Fliegen Sie nicht - oder klimaneutral
Eine Flugreise ist der größte Klimafrevel, den Sie überhaupt begehen können. Kein Verkehrsmittel ist so schädlich für die Atmosphäre wie das Flugzeug, auch wenn Reiseveranstalter neuerdings mit niedrigem Kerosinverbrauch werben, denn in 10.000 Metern Höhe richten die Abgase viel mehr Schaden an als am Boden. Einmal Frankfurt-Teneriffa und zurück verursacht soviel Klimaschaden wie ein ganzes Jahr Autofahren.

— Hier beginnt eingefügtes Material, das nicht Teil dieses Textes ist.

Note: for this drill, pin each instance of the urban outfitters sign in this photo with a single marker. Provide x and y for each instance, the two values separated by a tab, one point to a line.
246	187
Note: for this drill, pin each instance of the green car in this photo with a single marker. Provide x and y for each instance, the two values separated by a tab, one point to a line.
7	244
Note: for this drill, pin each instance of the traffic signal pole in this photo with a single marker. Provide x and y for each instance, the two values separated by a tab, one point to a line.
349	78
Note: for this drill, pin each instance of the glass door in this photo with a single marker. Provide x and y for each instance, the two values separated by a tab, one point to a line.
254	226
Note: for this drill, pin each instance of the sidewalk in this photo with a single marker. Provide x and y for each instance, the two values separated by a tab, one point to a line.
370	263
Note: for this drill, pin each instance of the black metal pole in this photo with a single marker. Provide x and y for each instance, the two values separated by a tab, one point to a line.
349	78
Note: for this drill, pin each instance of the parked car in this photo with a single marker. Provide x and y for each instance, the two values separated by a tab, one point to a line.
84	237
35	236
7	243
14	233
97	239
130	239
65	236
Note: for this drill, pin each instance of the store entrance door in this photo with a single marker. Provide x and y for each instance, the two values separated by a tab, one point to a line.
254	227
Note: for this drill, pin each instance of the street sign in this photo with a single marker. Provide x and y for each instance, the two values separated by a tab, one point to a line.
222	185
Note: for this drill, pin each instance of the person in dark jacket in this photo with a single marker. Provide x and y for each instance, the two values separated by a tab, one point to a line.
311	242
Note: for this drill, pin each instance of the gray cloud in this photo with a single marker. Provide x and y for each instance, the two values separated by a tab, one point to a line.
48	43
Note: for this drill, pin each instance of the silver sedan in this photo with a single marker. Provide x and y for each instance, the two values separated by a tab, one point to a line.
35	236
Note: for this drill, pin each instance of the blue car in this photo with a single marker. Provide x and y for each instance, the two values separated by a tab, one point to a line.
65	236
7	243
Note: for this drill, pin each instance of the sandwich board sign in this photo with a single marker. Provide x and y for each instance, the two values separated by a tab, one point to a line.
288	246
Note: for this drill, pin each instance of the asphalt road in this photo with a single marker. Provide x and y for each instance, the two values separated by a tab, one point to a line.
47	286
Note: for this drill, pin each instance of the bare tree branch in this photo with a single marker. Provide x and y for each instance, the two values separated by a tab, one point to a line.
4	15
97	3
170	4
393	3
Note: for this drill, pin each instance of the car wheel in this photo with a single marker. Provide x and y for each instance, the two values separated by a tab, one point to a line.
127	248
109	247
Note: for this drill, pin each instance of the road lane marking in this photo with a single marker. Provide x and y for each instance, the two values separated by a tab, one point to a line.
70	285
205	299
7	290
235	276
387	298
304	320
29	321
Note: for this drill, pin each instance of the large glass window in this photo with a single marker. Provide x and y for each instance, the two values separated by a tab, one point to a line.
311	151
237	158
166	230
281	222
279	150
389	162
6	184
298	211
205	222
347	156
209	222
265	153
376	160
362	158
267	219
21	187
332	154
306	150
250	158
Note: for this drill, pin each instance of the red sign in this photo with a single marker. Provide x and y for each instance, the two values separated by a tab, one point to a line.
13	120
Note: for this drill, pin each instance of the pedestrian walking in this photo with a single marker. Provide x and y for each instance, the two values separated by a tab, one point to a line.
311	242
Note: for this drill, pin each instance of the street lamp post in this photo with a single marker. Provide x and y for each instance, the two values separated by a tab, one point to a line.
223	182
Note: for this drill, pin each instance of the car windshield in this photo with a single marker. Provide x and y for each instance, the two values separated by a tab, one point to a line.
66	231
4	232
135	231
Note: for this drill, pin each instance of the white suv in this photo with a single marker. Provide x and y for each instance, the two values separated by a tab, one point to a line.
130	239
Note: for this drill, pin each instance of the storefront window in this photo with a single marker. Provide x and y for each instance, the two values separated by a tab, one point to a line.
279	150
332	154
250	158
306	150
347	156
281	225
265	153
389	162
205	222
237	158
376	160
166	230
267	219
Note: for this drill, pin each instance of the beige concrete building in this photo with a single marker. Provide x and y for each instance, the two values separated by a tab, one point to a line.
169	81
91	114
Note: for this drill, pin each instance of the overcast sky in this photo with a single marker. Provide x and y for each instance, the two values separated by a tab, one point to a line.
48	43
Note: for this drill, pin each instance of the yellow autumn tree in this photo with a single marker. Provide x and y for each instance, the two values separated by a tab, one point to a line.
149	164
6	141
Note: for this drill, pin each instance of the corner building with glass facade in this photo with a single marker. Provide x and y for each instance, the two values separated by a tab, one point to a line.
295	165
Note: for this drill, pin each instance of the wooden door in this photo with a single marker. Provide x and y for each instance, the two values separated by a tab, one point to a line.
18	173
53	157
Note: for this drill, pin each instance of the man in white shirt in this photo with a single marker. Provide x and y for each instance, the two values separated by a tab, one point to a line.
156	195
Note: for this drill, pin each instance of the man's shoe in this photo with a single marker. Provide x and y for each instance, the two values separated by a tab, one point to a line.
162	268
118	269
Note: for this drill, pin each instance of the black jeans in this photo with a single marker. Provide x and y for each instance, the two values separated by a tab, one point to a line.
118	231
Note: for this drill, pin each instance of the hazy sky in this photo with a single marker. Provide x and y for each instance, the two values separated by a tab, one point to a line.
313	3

Sparen Sie sich deshalb Ihren nächsten Wochenend-Trip nach London. Und nehmen Sie im Inland den Zug.
Müssen Sie dennoch nach New York oder Indonesien – weil Ihr Bruder heiratet oder Sie einmal in einem tropischen Regenwald stehen möchten, dann neutralisieren Sie unbedingt das dadurch verursachte Kohlendioxid. Die Firma Atmosfair berechnet exakt, wie viel Treibhausgas Sie mit Ihrem Flug verursachen – und sagt Ihnen, wie viel Sie spenden müssen, damit der Klimaschaden an anderer Stelle ausgeglichen werden kann. Atmosfair rüstet beispielsweise Großkantinen in Indien mit Solarkochern aus – so wird das Kohlendioxid der bisher verwandten Dieselherde eingespart.
Hier können
Sie direkt Ihr Flugticket buchen – klimaverträglich, versteht sich. Die
Kosten für den Klimaschaden werden automatisch an Atmosfair abgeführt,
die dieses Geld nach ihren Statuten in Klimaschutzmaßnahmen investieren. Sie können aber auch direkt über Atmosfair ihre Klimaschuld berechnen
- und danach mit einer Spende ausgleichen. Kleiner Tipp: Beim zweiten
Verfahrensweg bekommen Sie für ihre Spende eine
steuerrechnungsrelevante Bescheinigung zugesandt.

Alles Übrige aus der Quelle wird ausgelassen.